Gehen und andere Aktivitäten mit geringer Belastung

Physiotherapie ist ein wichtiger Teil des Genesungsprozesses und kann bei jeder Art von Kniegelenkersatz zur Wiederherstellung der Mobilität beitragen.

Nach einer Knieendoprothese ist in der Regel ein gewisses Maß an Gehunterstützung mit Hilfe möglich und viele können innerhalb weniger Wochen selbstständig gehen. Eine vollständige Rückkehr zu unbegrenzten, schonenden Aktivitäten wie Wandern, Radfahren und Schwimmen ist oft innerhalb weniger Monate möglich.Es kann sechs Monate bis ein Jahr dauern, bis die maximale Kraft und Beweglichkeit erreicht ist.

Bei einem teilweisen Kniegelenkersatz erfolgt die Genesung tendenziell schneller und eine vollständige Rückkehr zu Aktivitäten ist innerhalb von drei bis sechs Wochen möglich. Bei den meisten Kandidaten für einen Kniegelenkersatz ist jedoch mehr als ein Bereich geschädigt oder erkrankt, sodass für die besten Ergebnisse ein vollständiger Kniegelenkersatz empfohlen wird.

Komplikationen

Schwerwiegende Komplikationen wie eine Gelenkinfektion treten nach der Operation bei etwa 2 % derjenigen auf, die einen vollständigen Kniegelenkersatz erhalten, und können die Genesung verlängern oder einschränken. In manchen Fällen kann die Komplikation so schwerwiegend sein, dass das Implantat entfernt und ersetzt werden muss.

Schwerwiegende Komplikationen sind bei Knieteilprothesen sogar noch seltener, wobei Infektionen bei weniger als 1 % der Patienten auftreten.

Fazit

Im Laufe der Jahre gab es Verbesserungen beim Design unikompartimenteller Prothesen. Ein Chirurg mit Erfahrung in der Arbeit mit Knieteilprothesen ist ebenfalls von Vorteil. Letztendlich hängt ein erfolgreiches Ergebnis davon ab, dass der richtige Patient für den Eingriff zur Verfügung steht. Es wird jedoch geschätzt, dass nur 6 bis 10 % der Patienten für einen teilweisen Knieersatz in Frage kommen.

Häufig gestellte Fragen

  • Hat ein vollständiger oder teilweiser Knieersatz bessere Ergebnisse?

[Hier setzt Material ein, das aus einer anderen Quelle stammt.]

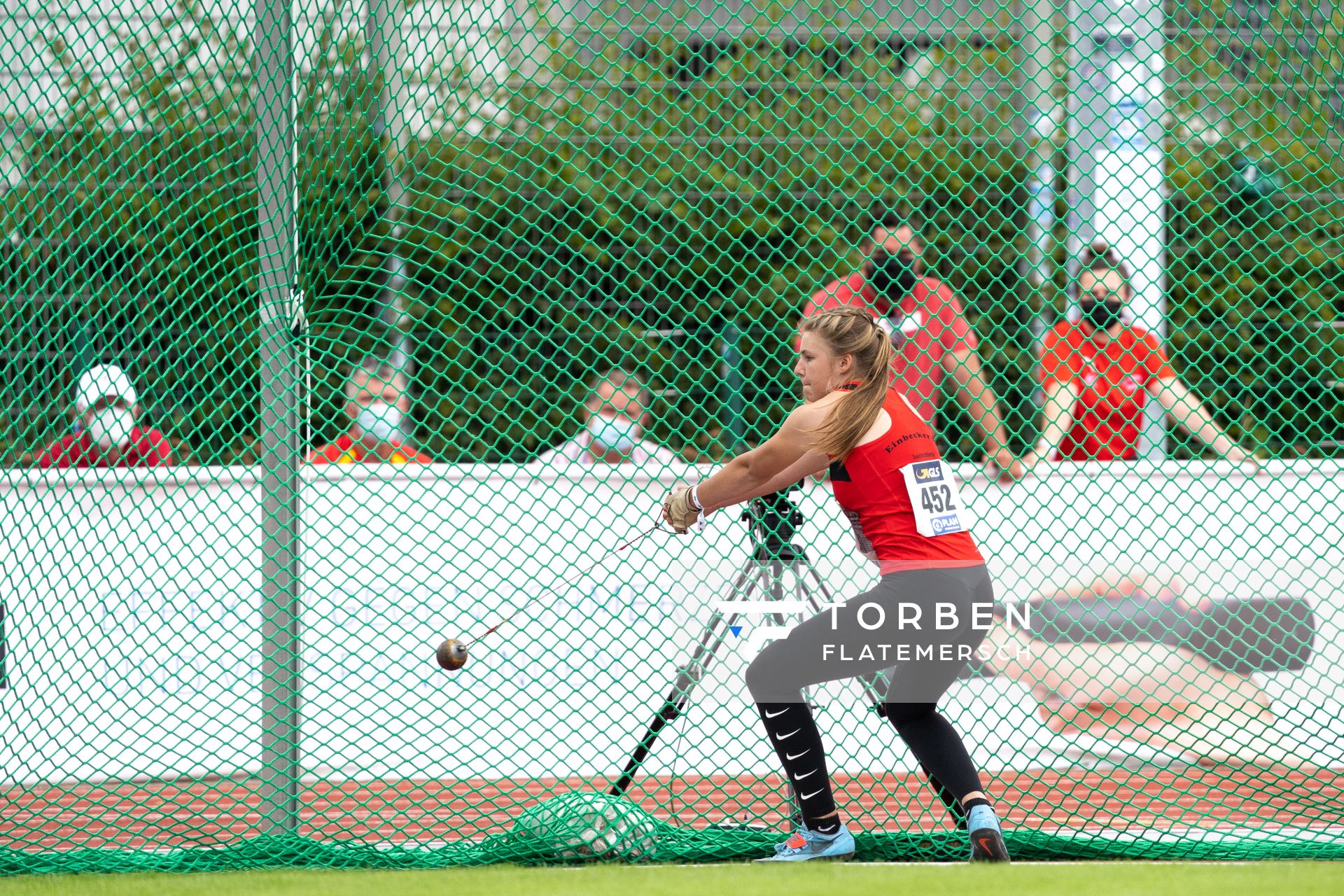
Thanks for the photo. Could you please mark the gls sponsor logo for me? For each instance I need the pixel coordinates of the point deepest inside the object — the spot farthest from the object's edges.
(929, 472)
(946, 523)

    Es kommt darauf an. Ein teilweiser Knieersatz ist weniger invasiv und die Genesung erfolgt tendenziell viel schneller. Wenn jedoch zwei oder mehr Teile des Knies beschädigt sind, bietet ein vollständiger Kniegelenkersatz die besten Ergebnisse. Ihr Arzt kann Ihnen bei der Entscheidung helfen, welche Option für Ihren speziellen Fall besser ist.

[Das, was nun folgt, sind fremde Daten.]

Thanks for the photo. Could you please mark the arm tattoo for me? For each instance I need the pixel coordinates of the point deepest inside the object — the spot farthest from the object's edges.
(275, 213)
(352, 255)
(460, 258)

  • Wer kommt für einen teilweisen Kniegelenkersatz in Frage?

    Personen mit einer Schädigung nur eines Teils des Kniegelenks. Bei der Operation wird nur der beschädigte oder abgenutzte Teil ersetzt und das übrige gesunde Gewebe und der Knochen bleiben erhalten.Bevor Sie eine Operation vorschlagen, wird Ihr Arzt auch andere Faktoren berücksichtigen, wie z. B. Ihr Alter, Ihr Gewicht und den Bewegungsumfang Ihres Knies.

  • Was sind die Vor- und Nachteile eines Knieteilersatzes?

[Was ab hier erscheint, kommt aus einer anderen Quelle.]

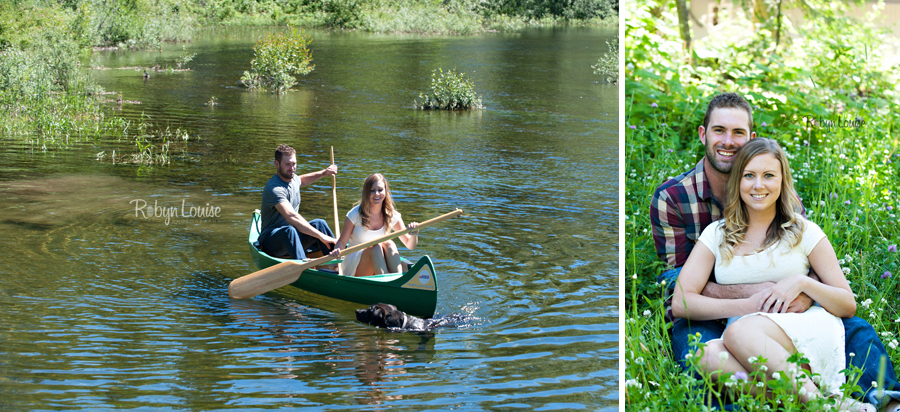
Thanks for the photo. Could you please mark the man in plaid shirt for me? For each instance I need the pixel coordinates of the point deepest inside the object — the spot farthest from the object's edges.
(683, 206)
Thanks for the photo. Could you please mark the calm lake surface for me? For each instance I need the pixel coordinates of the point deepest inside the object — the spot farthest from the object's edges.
(104, 308)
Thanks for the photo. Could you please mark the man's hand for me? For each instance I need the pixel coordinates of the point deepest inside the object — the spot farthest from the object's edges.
(739, 291)
(328, 240)
(801, 304)
(777, 298)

    Vorteile:Die Genesung erfolgt tendenziell schneller und ist weniger schmerzhaft als ein vollständiger Kniegelenkersatz. Außerdem besteht möglicherweise eine bessere Bewegungsfreiheit und ein natürlicheres Gefühl für das Knie. Außerdem besteht ein etwas geringeres Risiko für schwerwiegende Komplikationen wie Infektionen oder Blutgerinnsel.

    Nachteile:Viele Menschen sind keine guten Kandidaten für einen teilweisen Knieersatz. Kommt es zu einer Schädigung der anderen Teile des Kniegelenks, können später weitere Operationen, wie zum Beispiel eine Umstellung auf einen vollständigen Kniegelenkersatz, erforderlich sein.

  • Wie schnell können Sie nach einem teilweisen Knieersatz wieder gehen?

    Nach der Operation können Sie Ihr Knie voll belasten und sollten innerhalb weniger Tage in der Lage sein, mit Hilfe von Gehhilfen oder Krücken zu gehen. Regelmäßiges Gehen ohne Hilfe ist in der Regel innerhalb von drei bis vier Wochen möglich.

  • Was darf man nach einem Knieteilersatz nicht tun?

    Belastungsintensive Aktivitäten wie Laufen müssen in der Regel vermieden werden.

  • Wie lange dauert die Genesung nach einem vollständigen Kniegelenkersatz?

    Ungefähr drei Monate, um die meisten Aktivitäten wieder aufzunehmen. Es kann etwa sechs Monate bis ein Jahr dauern, bis die maximale Kraft und Beweglichkeit erreicht ist.

  • Ist ein kompletter Kniegelenkersatz eine große Operation?

    Ja, es ist eine große Operation. Schwerwiegende Komplikationen sind selten, kommen aber manchmal vor. Gelenkinfektionen treten bei weniger als 2 % der Patienten auf. Noch seltener sind schwerwiegende Komplikationen wie Herzinfarkt und Schlaganfall.